Бабушка весело засмеялась:
— Озорна я, Володюшка, в молодые годы была! Бьют меня напасти, а я раз от разу озорней да смелей. Так и в тот день задумала до губернатора добраться — добралась! Допустили сначала к Елисею Захарычу, в кухню. Я о земляке знала, а сроду не видывала.
Колпачок на нем белый, белый балахончик, щеки красные, толстые. Я ему в пояс:
«Барин, не откажись ягодки покушать!»
За «самого» приняла. «Барином» земляка и купила.
Елисей Захарыч высыпал ягоды в тарелку.
«Идем! Глянешь хоть издали на губернатора, дура! Память останется».
Подивилась я тому, что повар повел меня не в палаты, а снова на набережную.
«Где ж он тут живет, дяденька Елисей Захарыч?»
«Первое дело — про губернатора положено говорить не „он“, а „их превосходительство“. Второе — их превосходительство имеют привычку по утрам на Волге рыбку удить. Понимай, темная голова!»
Ну, спустились с высокой набережной по лестнице к воде. У берега на тихой воде стоит плот, на плоту — креслице, а в креслице — и сам губернатор. По виду «их превосходительство» ничем и не отличался от повара — тоже в белый балахончик одет, только вместо колпака голова покрыта платочком, перевязанным на уголках в узелки.
Елисей Захарыч пробрался по мосткам на плот, мне рукой машет. Видно, губернатор кликнуть велел.
Я перебежала мостки.
Губернатор смеется:
«Здравствуй, красотка!»
«Здравствуйте, их превосходительство!»
Губернатор принялся хохотать, и я, глядя на него, посмеялась в ладонь.
«„Ваше превосходительство“ надо говорить, — пристрожил Елисей Захарыч. — Темнота! Что с нее взять!»
Я смеюсь про себя: «Сам запутался, старый! То велел „их“ называть, а теперь учишь: „ваше“!»
Но перечить не стала, поглядываю украдкой на губернатора, пока он ложечкой кушает землянику с тарелки. А он видный, красивый старик: бородища черная и глаза, как уголья, черные.

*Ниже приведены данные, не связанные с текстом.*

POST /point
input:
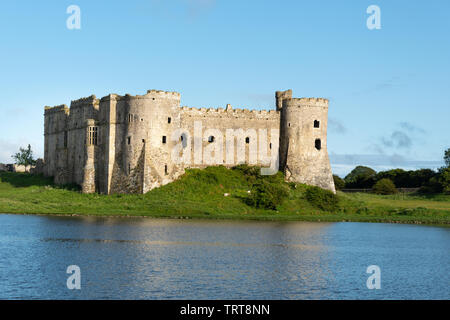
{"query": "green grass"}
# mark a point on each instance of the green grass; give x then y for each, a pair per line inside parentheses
(200, 194)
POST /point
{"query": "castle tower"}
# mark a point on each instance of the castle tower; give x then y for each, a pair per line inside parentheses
(303, 142)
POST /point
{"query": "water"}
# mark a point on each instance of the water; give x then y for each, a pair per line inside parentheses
(136, 258)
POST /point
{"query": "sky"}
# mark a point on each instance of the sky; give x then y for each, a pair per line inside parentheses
(388, 88)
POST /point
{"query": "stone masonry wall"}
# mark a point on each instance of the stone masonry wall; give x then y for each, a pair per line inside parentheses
(137, 136)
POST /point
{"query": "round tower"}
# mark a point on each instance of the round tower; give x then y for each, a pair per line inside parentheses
(148, 123)
(303, 142)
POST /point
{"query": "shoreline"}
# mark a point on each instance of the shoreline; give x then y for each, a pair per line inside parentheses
(319, 219)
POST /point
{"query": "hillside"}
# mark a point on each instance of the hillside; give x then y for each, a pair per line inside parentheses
(203, 194)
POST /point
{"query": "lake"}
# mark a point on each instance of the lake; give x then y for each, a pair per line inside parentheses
(141, 258)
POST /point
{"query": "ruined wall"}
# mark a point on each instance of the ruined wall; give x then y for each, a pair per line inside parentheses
(140, 140)
(249, 129)
(142, 156)
(55, 123)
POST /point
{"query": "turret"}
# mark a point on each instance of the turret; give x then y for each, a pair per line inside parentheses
(303, 142)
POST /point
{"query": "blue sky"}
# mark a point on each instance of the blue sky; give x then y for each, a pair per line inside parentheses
(388, 88)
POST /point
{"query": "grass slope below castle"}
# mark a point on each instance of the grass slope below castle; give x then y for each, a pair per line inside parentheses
(200, 194)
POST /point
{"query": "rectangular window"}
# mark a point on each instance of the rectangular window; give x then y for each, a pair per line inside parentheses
(92, 136)
(65, 139)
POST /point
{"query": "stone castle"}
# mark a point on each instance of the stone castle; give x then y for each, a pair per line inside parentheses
(124, 144)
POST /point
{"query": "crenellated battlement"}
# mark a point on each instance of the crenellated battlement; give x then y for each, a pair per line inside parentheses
(312, 102)
(55, 109)
(84, 101)
(229, 111)
(132, 135)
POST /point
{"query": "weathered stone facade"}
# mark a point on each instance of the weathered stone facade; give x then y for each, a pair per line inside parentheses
(125, 144)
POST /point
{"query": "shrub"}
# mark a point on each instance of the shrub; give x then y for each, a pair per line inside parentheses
(384, 186)
(339, 183)
(322, 199)
(360, 177)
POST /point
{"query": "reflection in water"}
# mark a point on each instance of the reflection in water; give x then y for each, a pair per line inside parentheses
(136, 258)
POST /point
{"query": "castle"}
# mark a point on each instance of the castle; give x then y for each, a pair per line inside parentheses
(125, 144)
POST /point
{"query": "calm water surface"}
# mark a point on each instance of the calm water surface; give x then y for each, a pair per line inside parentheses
(136, 258)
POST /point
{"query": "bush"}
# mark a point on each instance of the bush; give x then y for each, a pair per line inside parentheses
(339, 183)
(360, 177)
(322, 199)
(267, 195)
(384, 186)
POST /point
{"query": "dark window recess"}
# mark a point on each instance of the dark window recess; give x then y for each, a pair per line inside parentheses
(184, 140)
(65, 139)
(318, 144)
(92, 136)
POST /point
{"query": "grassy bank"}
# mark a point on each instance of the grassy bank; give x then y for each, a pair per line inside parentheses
(200, 194)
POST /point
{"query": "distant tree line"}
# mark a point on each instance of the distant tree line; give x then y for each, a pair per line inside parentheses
(429, 181)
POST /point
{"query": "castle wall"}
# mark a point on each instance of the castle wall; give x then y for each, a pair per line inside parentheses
(229, 121)
(303, 149)
(139, 140)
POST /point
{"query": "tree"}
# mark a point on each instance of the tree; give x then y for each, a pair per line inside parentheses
(339, 183)
(384, 186)
(445, 180)
(24, 157)
(360, 177)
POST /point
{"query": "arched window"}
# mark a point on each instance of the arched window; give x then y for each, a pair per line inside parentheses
(318, 144)
(92, 136)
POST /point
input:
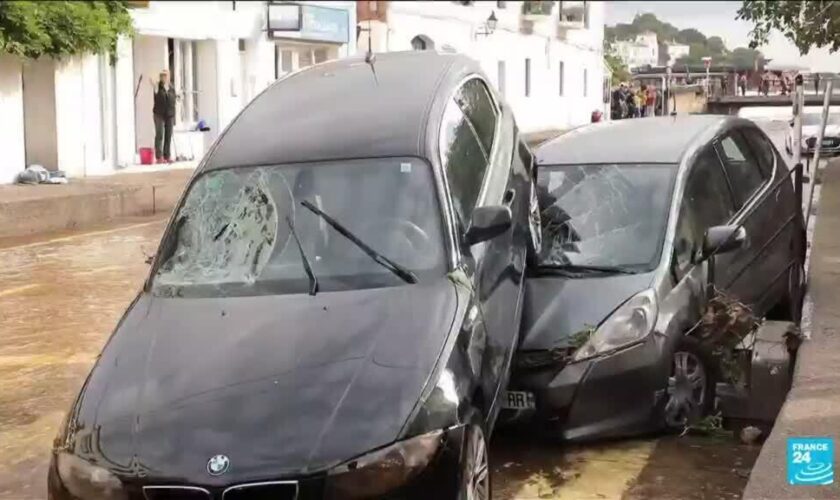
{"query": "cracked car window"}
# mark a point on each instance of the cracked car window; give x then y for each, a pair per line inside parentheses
(604, 215)
(232, 235)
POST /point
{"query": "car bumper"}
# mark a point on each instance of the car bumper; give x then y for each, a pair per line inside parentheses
(441, 479)
(612, 395)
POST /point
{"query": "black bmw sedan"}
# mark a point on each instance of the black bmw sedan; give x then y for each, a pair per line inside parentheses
(636, 242)
(334, 305)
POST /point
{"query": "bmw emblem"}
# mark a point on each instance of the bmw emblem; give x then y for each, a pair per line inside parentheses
(218, 465)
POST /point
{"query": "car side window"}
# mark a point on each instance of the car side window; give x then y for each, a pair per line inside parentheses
(463, 158)
(764, 151)
(741, 167)
(477, 105)
(706, 202)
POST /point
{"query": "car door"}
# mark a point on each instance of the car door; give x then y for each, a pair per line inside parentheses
(706, 202)
(747, 273)
(472, 154)
(788, 241)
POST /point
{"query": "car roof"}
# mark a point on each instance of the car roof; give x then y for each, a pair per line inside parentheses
(663, 139)
(342, 109)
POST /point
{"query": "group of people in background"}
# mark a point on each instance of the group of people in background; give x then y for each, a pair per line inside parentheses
(636, 101)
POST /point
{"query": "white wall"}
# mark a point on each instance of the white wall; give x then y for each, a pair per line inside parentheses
(39, 112)
(228, 81)
(11, 125)
(208, 86)
(149, 57)
(124, 91)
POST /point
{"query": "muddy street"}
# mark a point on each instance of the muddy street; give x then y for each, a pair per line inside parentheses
(61, 296)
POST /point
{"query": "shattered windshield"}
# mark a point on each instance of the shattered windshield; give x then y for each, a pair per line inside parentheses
(235, 233)
(604, 215)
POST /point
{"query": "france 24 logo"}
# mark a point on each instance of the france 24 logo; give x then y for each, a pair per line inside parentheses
(810, 461)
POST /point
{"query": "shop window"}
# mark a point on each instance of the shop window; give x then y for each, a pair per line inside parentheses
(305, 58)
(527, 77)
(561, 70)
(501, 77)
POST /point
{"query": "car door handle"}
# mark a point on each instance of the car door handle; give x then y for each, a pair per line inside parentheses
(510, 195)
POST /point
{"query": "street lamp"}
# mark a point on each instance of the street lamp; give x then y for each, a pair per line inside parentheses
(707, 61)
(489, 25)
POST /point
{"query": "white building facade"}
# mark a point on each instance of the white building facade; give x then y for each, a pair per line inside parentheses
(641, 51)
(86, 116)
(677, 50)
(547, 61)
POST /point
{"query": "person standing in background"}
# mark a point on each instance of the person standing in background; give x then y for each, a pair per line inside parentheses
(164, 114)
(650, 101)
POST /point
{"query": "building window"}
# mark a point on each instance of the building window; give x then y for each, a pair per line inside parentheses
(527, 77)
(500, 81)
(585, 82)
(562, 77)
(585, 14)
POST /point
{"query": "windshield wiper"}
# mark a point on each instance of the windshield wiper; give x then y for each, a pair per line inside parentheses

Вдруг зазвенел колокольчик — динь-дилинь!
«Клюнуло!» — крикнул губернатор, сунул повару тарелку и ложку и к удочке побежал. Гляжу — с плота в воду закинуты удочки. На каждой привязан колокольчик. Рыба клюнет — колокольчик звенит.
Губернатор вскинул леску вверх: на солнце серебром блеснула чешуя. Окунек, длиною с ладонь, шлепнулся и забился на бревнах. А тут новый колокольчик звенит — еще окунек. И на третью удочку клюнуло.
«Удачу ты мне, красавица, принесла, — сказал губернатор. — Все утро попусту просидел, а сейчас гляди-ка — пошло!»
И верно, пока я на плоту постояла, он десять окуней выудил и из-за каждого с радости ногами потопал.
«Иди ко мне, красавица, в прислуги!» — говорит вдруг губернатор да так зорко поглядывает.
«Кланяйся, дура, в ноги! Благодари! Счастье с неба свалилось!» — словно с перепугу, закричал Елисей Захарыч, а сам весь дрожит — зависть, что ли, на чужую долю ознобом его затрясла?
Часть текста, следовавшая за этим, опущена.